Hedge funds overseeing more than $5 billion drew 70 percent of net capital raised by the industry in 2011, according to Chicago-based Hedge Fund Research. Though that's down from 80 percent in 2010, the largest firms are still the most able to absorb the large checks written by clients such as pension funds and sovereign-wealth funds.

"As institutions increase their allocation to hedge funds, the focus on established managers with longer track records, significant assets under management and robust infrastructure will continue," said William Smith, Morgan Stanley's European head of hedge fund capital introductions.

Corner Cafe, Starbucks

Barclays analysts say they're skeptical that investors will follow through on intentions to allocate more to small managers. The bank's poll surveyed 165 hedge-fund clients who had about $500 billion invested during last year's third quarter.

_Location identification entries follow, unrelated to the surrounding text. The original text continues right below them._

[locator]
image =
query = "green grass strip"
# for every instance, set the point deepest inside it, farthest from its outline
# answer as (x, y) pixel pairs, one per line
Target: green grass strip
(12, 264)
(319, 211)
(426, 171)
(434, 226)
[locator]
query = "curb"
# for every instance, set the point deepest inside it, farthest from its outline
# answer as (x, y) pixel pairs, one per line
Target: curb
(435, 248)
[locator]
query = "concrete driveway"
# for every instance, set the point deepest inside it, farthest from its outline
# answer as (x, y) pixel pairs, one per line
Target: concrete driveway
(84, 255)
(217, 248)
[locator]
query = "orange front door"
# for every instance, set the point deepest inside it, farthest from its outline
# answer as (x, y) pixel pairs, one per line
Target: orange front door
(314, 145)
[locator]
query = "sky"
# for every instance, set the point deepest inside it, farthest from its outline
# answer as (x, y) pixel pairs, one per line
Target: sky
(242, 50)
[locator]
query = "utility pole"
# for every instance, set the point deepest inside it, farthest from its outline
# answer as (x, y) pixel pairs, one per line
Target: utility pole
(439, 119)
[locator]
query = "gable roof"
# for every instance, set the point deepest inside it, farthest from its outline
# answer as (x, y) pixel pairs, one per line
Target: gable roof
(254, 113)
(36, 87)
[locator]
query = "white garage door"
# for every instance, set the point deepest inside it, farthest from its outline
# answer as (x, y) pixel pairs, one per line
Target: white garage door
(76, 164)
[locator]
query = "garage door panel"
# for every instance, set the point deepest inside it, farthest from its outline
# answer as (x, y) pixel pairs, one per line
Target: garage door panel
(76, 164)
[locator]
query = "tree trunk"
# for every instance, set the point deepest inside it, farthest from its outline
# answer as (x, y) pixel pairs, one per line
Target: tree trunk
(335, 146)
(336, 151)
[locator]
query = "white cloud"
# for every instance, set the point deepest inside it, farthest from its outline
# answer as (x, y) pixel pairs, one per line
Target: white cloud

"It's more an indicator of desire for size diversification, rather than something that is necessarily going to translate into action," said Anurag Bhardwaj, Barclays Capital's head of strategic consulting. "If there is extreme market volatility and you don't know what is going to happen next, your instinctive reaction is to stick with the tried and tested."

Another risk of investing in hedge funds with less than $1 billion of assets is that they are more reliant on incentive fees generated from good performance to run their business and pay staff, Bhardwaj said. A stretch of losing years can force a small firm to shut down because it can't retain talent, he said.

Maraviglia concedes that's true.

"If you take a hit or something goes wrong, there's a bigger risk of blowing up," he said. "It's more likely for a small coffee shop down the road to go bust than Starbucks."